What can I say that I haven't already said about people who graduate with degrees that he didn't say better.
A degree doesn't mean you know everything, just that you studied all of one particular subject in a school, doesn't mean you understood it, or that all of it was right or wrong.

give me a mechanic in a shop down some dirt road with no ASE certs who has taught himself from day one about everything there is to know about anything related to a car and its working components and mechanical parts and workings, like Smokey Yunick.

http://en.wikipedia.org/wiki/Smokey_Yunick

School ain't everything or the end all do all to learning,

"If you don't learn something new every day you may as well just lay down and die."
Quote from me.

Those are the people to look up to, people like that who learned it the hard way, trial and error.

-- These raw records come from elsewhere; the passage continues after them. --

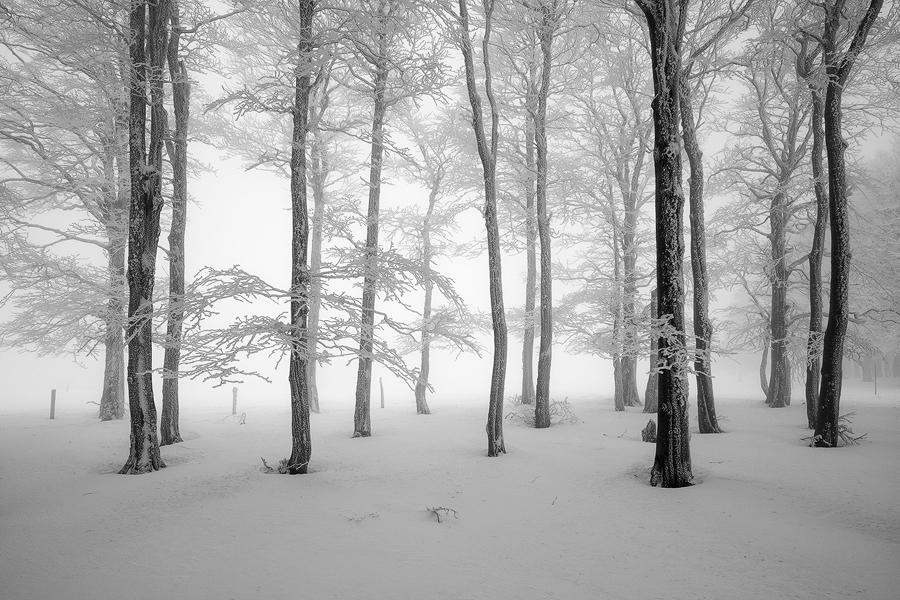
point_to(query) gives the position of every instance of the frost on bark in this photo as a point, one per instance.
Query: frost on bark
(169, 432)
(148, 24)
(548, 24)
(301, 438)
(362, 423)
(805, 70)
(487, 152)
(838, 64)
(706, 408)
(651, 392)
(672, 463)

http://www.cracked.com/arti...s-changed-world.html

http://people.howstuffworks...of-school.htm#page=1

http://learnfinancialplanni...didnt-go-to-college/

And an even bigger list.

http://collegedropoutshalloffame.com/

Steve


The world runs on self-education. Every company runs on self-education. Every degree has value and anyone with a chance to get one should do it. There is ZERO downside ... but after you are done you have to learn how a particular company wants something done. Maybe you can lean on the degree, maybe not , but in the end it's all self-education. You learn what is needed. Some people have difficulties with this and they are the ones that fail, get frustrated or just settle for good enough.

It sounds like this guy embraced self-education and made it work.